All the Justices concur.

WUEST, Circuit Judge, Acting as a Supreme Court Justice, participating.

NOTES

[1] The third party complaint against Clay County alleged:

1. Plaintiff has filed against Defendants, Vermillion Clay County Ambulance Service and Dakota Hospital, a complaint for damages in the sum of two million ($2,000,000) dollars alleged to have been sustained by plaintiff as a result of the malpractice of the Defendants....

2. At the times mentioned in the complaint, the City of Vermillion and Clay County jointly cooperated in the ambulance service provided, which is complained of. That the City of Vermillion has been served as a party defendant but that Clay County has not, and that Clay County should be served with these pleadings and brought in as a party defendant since there may be joint contributors in indemnity issues involved between the parties.

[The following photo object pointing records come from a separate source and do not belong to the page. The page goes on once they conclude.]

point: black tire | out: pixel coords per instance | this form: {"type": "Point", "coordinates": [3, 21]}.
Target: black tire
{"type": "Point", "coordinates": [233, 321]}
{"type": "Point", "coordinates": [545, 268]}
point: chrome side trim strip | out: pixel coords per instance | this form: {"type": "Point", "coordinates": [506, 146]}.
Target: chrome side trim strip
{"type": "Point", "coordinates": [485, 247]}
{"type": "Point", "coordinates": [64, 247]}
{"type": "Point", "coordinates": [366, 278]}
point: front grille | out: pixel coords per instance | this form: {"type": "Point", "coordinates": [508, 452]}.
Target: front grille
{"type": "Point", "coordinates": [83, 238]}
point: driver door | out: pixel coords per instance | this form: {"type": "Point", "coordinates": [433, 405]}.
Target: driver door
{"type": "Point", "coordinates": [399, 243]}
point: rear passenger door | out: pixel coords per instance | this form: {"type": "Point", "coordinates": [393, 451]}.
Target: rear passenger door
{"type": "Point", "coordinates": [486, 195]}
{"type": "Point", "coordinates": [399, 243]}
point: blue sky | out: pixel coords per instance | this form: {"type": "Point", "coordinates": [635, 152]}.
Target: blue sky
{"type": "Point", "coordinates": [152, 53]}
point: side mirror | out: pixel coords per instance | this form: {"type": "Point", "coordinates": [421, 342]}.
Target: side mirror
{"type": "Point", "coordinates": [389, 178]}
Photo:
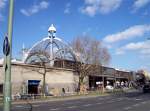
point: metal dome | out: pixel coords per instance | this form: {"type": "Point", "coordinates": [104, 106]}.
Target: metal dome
{"type": "Point", "coordinates": [53, 47]}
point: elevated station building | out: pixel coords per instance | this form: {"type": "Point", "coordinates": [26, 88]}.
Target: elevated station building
{"type": "Point", "coordinates": [59, 59]}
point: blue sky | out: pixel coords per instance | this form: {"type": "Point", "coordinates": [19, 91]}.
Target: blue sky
{"type": "Point", "coordinates": [122, 25]}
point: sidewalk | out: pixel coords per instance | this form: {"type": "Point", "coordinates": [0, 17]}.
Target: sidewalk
{"type": "Point", "coordinates": [64, 98]}
{"type": "Point", "coordinates": [72, 97]}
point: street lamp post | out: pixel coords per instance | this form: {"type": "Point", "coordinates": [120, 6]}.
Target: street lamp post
{"type": "Point", "coordinates": [7, 65]}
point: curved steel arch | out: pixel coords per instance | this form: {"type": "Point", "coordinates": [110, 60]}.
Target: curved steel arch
{"type": "Point", "coordinates": [63, 46]}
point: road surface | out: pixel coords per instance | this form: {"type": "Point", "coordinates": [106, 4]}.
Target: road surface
{"type": "Point", "coordinates": [127, 102]}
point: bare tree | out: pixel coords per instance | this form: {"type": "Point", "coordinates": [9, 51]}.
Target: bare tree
{"type": "Point", "coordinates": [91, 54]}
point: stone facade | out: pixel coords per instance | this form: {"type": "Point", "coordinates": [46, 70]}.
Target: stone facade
{"type": "Point", "coordinates": [56, 78]}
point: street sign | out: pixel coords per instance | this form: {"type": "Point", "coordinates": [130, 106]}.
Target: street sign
{"type": "Point", "coordinates": [6, 46]}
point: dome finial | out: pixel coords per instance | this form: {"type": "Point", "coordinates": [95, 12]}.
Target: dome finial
{"type": "Point", "coordinates": [52, 29]}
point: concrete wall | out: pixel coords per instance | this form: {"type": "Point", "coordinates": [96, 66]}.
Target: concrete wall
{"type": "Point", "coordinates": [55, 78]}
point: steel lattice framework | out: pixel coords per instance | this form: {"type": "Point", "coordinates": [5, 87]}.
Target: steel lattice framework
{"type": "Point", "coordinates": [50, 48]}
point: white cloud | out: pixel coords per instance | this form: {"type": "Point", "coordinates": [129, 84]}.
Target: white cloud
{"type": "Point", "coordinates": [131, 32]}
{"type": "Point", "coordinates": [35, 8]}
{"type": "Point", "coordinates": [140, 4]}
{"type": "Point", "coordinates": [140, 47]}
{"type": "Point", "coordinates": [92, 7]}
{"type": "Point", "coordinates": [67, 8]}
{"type": "Point", "coordinates": [2, 6]}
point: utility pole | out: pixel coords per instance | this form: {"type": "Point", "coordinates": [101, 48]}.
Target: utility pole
{"type": "Point", "coordinates": [7, 49]}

[2] Our liberal rules of procedure indicate the covered issue will likely be litigated even though not clearly alleged. SDCL 15-6-15(b) provides:

When issues not raised by the pleadings are tried by express or implied consent of the parties, they shall be treated in all respects as if they had been raised in the pleadings. Such amendment of the pleadings as may be necessary to cause them to conform to the evidence and to raise these issues may be made upon motion of any party at any time, even after judgment; but failure so to amend does not affect the result of the trial of these issues. If evidence is objected to at the trial on the ground that it is not within the issues made by the pleadings, the court may allow the pleadings to be amended and shall do so freely when the presentation of the merits of the action will be subserved thereby and the objecting party fails to satisfy the court that the admission of such evidence would prejudice him in maintaining his action or defense upon the merits. The court may grant a continuance to enable the objecting party to meet such evidence.

[3] We likewise do not decide whether an insurer must investigate its duty to defend or whether facts, either within or outside the record, can activate a duty to defend when the pleadings clearly do not state a covered claim.

[4] We equate the term "arguably appears" with an ambiguous pleading.

[5] The policy here provides: Insurer will defend "even if the allegations of the suit are groundless, false, or fraudulent." We think this should nevertheless apply unless the policy expressly provides otherwise.